A Pemberontakan Chibata berlangsung di kota Rio de Janeiro, ibu kota Brasil saat itu, antara 22 dan 27 November 1910.
Itu diorganisir oleh kelas pelaut yang tidak puas dengan resimen internal perusahaan, yang melibatkan hukuman fisik, kondisi kerja yang buruk, selain upah yang rendah.
lihat lebih banyak
Para ilmuwan menggunakan teknologi untuk membuka rahasia dalam seni Mesir kuno…
Para arkeolog menemukan makam Zaman Perunggu yang menakjubkan di…
Milikmu pemimpin paling simbolis adalah João Cândido, Dikenal sebagai "laksamana hitam”.
Selama Pemberontakan Chibata terjadi, angkatan laut Brasil sebagian besar terdiri dari budak kulit hitam yang baru saja dibebaskan yang berusaha bertahan hidup selama periode pasca-abolisi.
Kondisi kerja yang ditawarkan genting dan tidak sehat, selain upah rendah.
Setiap demonstrasi ketidakpuasan atau ketidakpuasan di pihak para pelaut ditekan dengan praktik hukuman cambuk.
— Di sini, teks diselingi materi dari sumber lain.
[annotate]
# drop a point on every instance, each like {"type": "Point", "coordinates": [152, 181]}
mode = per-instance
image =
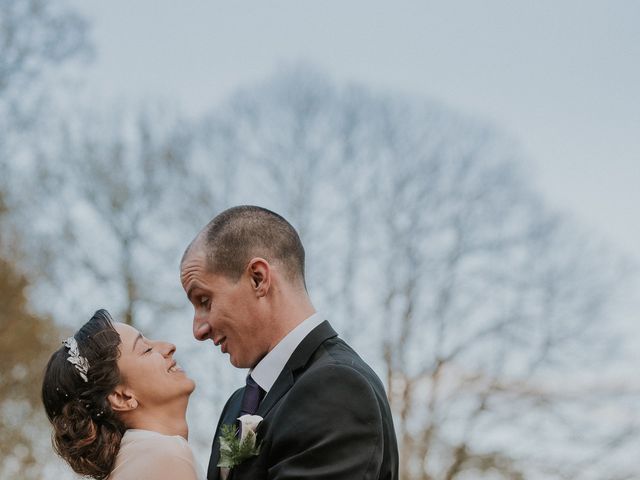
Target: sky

Oleh karena itu nama gerakan.
Anda alasan utama yang memicu pemberontakan adalah:
Diyakini bahwa pemicu untuk dimulainya pemberontakan cambuk terjadi dengan hukuman yang diderita oleh pelaut Marcelino Rodrigues, dihukum dengan 250 cambukan karena menyerang seorang perwira.
Pemberontakan Chibata dimulai saat fajar pada tanggal 22 November 1910 di dalam kapal perang "Minas Gerais". Kerusuhan itu dipimpin oleh João Candido Felisberto, "Laksamana Hitam".
Episode tersebut diakhiri dengan kematian komandan kapal dan dua perwira lainnya yang melawan serangan gencar dengan menolak meninggalkan kapal perang.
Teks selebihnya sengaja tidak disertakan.